Monday, October 03, 2016

Lovecraftian Thing a Day No.277: Doctor Who - A History of the Universe


Today's entry kicks off a short series which looks at how Lovecraft and the Cthulhu Mythos have wended their way into a number of intellectual properties demonstrating - by way of Philip Jose Farmer's Wold Newton family - that potentially all sci-fi/fantasy/horror/genre properties are part of Lovecraft's fictive universe, ergo Lovecraft pretty much invented modern genre media!

Doctor Who presented me with my first genuine experience of horror when, at around the age of 5, I was terrified by the (appropriately Lovecraftian) sight of giant maggots squirming in a pool of glowing green slime in tne classic Pertwee era story The Green Death. I have been a fan of Doctor Who since (or at least classic Who - of the new guard, I only really liked Matt Smith; Capaldi should have been amazing, but his tenure has been blighted by poor writing, bad characterisation, and terrible stories).

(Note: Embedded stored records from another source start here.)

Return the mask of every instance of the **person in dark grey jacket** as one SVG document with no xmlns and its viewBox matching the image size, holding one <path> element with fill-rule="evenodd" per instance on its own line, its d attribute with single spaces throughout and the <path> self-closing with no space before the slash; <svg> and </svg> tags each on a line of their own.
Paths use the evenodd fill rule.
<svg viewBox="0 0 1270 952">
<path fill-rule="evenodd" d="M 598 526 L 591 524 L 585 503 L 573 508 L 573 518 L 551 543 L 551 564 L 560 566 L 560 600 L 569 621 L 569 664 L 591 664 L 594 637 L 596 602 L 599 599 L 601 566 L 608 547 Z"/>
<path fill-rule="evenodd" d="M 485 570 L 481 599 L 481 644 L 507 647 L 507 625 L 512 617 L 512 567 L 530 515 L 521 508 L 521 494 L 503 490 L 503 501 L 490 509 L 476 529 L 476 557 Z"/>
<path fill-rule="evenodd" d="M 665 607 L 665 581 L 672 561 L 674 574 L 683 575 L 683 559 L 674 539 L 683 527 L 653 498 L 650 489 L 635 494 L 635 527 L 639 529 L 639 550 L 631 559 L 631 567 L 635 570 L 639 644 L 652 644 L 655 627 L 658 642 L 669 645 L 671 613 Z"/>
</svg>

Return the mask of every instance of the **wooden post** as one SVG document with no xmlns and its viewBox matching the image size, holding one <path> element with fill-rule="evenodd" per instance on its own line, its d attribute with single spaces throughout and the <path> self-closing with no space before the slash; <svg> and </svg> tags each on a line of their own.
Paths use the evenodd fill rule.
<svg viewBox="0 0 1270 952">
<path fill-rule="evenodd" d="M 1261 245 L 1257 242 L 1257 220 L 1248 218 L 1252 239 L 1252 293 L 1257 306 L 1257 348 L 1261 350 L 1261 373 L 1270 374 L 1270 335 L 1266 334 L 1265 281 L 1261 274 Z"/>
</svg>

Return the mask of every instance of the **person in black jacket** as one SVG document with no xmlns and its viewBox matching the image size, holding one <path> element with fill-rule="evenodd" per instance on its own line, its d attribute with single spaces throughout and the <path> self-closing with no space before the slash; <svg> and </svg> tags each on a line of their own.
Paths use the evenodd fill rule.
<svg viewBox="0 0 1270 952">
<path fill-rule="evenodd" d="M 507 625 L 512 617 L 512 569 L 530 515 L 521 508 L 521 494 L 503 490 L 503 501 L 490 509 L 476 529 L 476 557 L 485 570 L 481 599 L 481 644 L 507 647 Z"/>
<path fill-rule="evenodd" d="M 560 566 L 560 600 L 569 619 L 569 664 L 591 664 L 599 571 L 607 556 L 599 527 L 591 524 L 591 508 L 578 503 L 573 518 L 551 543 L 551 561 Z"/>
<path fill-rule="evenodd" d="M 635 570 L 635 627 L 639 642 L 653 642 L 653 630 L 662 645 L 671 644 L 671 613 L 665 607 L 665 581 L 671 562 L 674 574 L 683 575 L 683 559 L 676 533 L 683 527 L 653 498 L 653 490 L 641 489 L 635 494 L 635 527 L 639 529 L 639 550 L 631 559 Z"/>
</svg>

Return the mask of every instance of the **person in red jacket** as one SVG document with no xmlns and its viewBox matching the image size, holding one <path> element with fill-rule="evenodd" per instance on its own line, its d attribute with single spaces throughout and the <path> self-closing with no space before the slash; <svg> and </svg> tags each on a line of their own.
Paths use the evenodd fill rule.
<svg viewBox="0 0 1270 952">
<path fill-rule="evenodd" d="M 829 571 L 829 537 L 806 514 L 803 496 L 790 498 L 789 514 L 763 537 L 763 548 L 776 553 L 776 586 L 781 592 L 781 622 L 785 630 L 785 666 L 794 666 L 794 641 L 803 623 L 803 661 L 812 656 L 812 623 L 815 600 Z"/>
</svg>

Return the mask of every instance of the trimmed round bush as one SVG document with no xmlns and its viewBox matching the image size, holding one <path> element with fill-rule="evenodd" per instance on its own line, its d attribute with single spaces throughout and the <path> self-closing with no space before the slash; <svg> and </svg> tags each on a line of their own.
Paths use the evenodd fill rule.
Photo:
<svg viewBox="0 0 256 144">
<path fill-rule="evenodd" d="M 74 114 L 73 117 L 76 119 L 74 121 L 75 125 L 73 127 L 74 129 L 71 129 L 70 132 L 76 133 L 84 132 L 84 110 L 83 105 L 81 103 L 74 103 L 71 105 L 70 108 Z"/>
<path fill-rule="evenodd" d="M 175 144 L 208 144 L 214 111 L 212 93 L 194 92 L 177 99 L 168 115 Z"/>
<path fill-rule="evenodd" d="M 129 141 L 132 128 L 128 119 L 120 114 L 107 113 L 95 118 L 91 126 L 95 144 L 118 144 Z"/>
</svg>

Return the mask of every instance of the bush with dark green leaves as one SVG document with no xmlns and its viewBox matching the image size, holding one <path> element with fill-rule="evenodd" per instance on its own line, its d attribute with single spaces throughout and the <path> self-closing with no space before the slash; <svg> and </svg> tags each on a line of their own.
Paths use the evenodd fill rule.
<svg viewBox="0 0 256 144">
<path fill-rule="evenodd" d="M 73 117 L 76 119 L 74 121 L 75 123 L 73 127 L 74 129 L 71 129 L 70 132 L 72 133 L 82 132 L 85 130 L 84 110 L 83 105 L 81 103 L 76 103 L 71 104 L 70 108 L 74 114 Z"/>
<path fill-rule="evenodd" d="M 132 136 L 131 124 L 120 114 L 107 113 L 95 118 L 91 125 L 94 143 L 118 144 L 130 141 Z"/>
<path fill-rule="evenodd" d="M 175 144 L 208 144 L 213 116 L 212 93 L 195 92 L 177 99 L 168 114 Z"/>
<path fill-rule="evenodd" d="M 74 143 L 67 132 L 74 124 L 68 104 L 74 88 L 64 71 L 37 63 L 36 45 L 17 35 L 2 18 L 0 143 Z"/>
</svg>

Perhaps controversially, Sylvester McCoy's 7th Doctor is my favourite - and not in some ironic, hipsterish way. Whilst McCoy's inhabiting of the Doctor's role got off to a very shaky start (to say the least), later stories re-instantiated the dark storylines of earlier incarnations, during which McCoy's previously-impish Doctor transformed into a brooding, master-manipulator playing out a dangerous game on a cosmic stage in which, effectively, he was opposing Old One-like beings. The Lovecraft connection was made explicit in the licenced novels which continued the 7th Doctor's story in the aftermath of the tv series cancellation (more of which in later posts). Today's offering - Lance Parkin's Doctor Who: A History of the Universe - consolidates and systematises various of these sources to provide a timeline for the Whovian universe, the centre of which, as revealed in the early chapters of the book, is the Doctor's ongoing campaign against the alien cosmic evil of Yog-Sothoth, Hastur, Azathoth, Shub-Niggurath, Dagon and the like. These elements have also been occasionally worked into new Who: The Infinite Quest - an animated series produced for the BBC and starring David Tennant - makes explicit reference to 'the Great Old Ones'; I also seem to recall that the Great Intelligence, which in the 7th Doctor novels is identified with Yog-Sothoth, is given the appropriate appellation of 'Eater of Souls' in one episode of the revived tv series. There were also a few Lovecraftian elements to Lovecraftian in the Torchwood spin-off. In any case, you will be able to find plenty of online discussion regarding the Lovecraft-Whovian connection elsewhere, but the Parkin volume firmly positions both Whovian and Lovecraftian iniverse as occupying the same space.